Petty Cash – You could identify problems with your organisation’s petty cash system after
viewing reports and statements. Although petty cash is made up of relatively small amounts
of cash an appropriate system must be implemented to track the amount which is spent.

Floats – Many organisations use floats. These are carried by employees to give change or are
used in cash registers or cash drawers. After reviewing statements and reports you might
determine that employees do not sign for their floats when beginning their shift. They might
not count the money to confirm they have received the correct amount.

Financial Control Systems – In addition to the financial systems which are in place in your
organisation you might be involved in implementing more general financial control systems.
These are systems which are designed to control spending and expenses within your
organisation beyond what is necessary to achieve the required standards of operation.

Losses – You might determine that a significant issue arises with respect to losses being
incurred by your organisation. If an organisation trading using a company structure does not
manage its cash flow and does not have the money to pay its debts but continues to operate
then it is trading insolvent. This means that the organisation is trading even though it does
not have the ability to pay its debts as and when they become due and payable.

Profitability – You might determine that your organisation is not meeting its profit goals.
This is a significant issue which needs to be addressed.

Statutory Obligations – Statements and reports you review might indicate that the
organisation is not complying with its statutory obligations. Certain companies are required
to generate written financial reports which are audited and accompanied with a declaration
that the reports are a true reflection of the financial state of the company.

Suppliers – Statements might indicate that there is a problem with suppliers. You might
become aware that raw materials from a particular supplier are resulting in excessive
returns. A supplier might not be able to supply the required quantity of goods within the
required time frame.

Activity 15
Question 1
Undertake your own research to locate an example of a blank form or report which must be
submitted to a government agency or department.

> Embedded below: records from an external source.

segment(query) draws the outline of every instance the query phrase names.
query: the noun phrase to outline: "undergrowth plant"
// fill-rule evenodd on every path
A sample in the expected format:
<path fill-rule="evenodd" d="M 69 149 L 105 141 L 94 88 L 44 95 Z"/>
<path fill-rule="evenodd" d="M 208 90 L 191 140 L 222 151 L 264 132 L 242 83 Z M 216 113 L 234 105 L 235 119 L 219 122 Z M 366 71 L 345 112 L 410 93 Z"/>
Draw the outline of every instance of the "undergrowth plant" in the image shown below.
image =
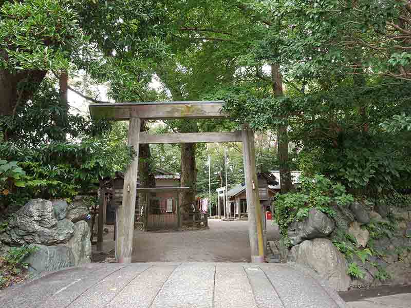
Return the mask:
<path fill-rule="evenodd" d="M 34 245 L 12 247 L 0 257 L 0 290 L 24 280 L 29 265 L 24 259 L 37 249 Z"/>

Describe in 80-100 words the
information which you would need to allow you to complete the form or report in
accordance with requirements.

Question 2
Why is it important that financial statements and reports are clear and conform to
organisational and statutory requirements? (50-80 words)

Financial reports must provide all the financial data and information appropriate to the type
of report being prepared. The report will need to address the specific design requirements
of your organisation.

The report should be prepared in the required format, meeting organisational guidelines,
statutory obligations and within designated timelines. It should utilise language, format and
information which can be understood and used by the audience to whom it is addressed.

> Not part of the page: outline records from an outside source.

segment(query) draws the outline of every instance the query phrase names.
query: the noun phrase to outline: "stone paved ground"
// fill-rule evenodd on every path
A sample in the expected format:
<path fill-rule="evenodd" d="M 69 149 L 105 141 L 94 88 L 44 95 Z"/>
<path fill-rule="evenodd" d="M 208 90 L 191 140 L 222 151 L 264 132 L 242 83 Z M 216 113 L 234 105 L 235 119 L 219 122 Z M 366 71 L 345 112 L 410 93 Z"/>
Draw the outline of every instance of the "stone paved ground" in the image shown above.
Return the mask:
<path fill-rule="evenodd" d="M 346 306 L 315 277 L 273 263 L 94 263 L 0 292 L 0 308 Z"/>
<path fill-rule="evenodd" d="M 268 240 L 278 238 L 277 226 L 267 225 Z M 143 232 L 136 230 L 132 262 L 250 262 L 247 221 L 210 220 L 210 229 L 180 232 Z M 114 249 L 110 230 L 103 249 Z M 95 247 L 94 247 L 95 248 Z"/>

The content and format of the report will depend on the information to be included and the
business and industry of the organisation.

Question 3
Describe a type of report or statement which could be used to display this information
clearly:

a. Details of current and non-current assets and liabilities.

Balance Sheets – A balance sheet is a statement of an organisation’s financial position. It


provides information about an organisation’s assets, liabilities and ownership equity at a
particular point in time. It provides details of how much the capital invested at the
beginning of the year has changed.

b. Details of income and expenses categories and actual profit made during a specified
period.

Profit and Loss Statements – Profit and loss statements contain details of income and
expenses together with a determination of whether an organisation has made a profit or
loss in a specific period.

c. Details of cash which is expected to be available to the organisation and cash which
is outgoing.

Cash Flow Statements – A cash flow statement sets out when cash is expected to flow in and
out of the business. Depending on the audience and the use to which the statement will be
put it might be very detailed containing details of income and expense categories or contain
just a summary of inflows and outflows.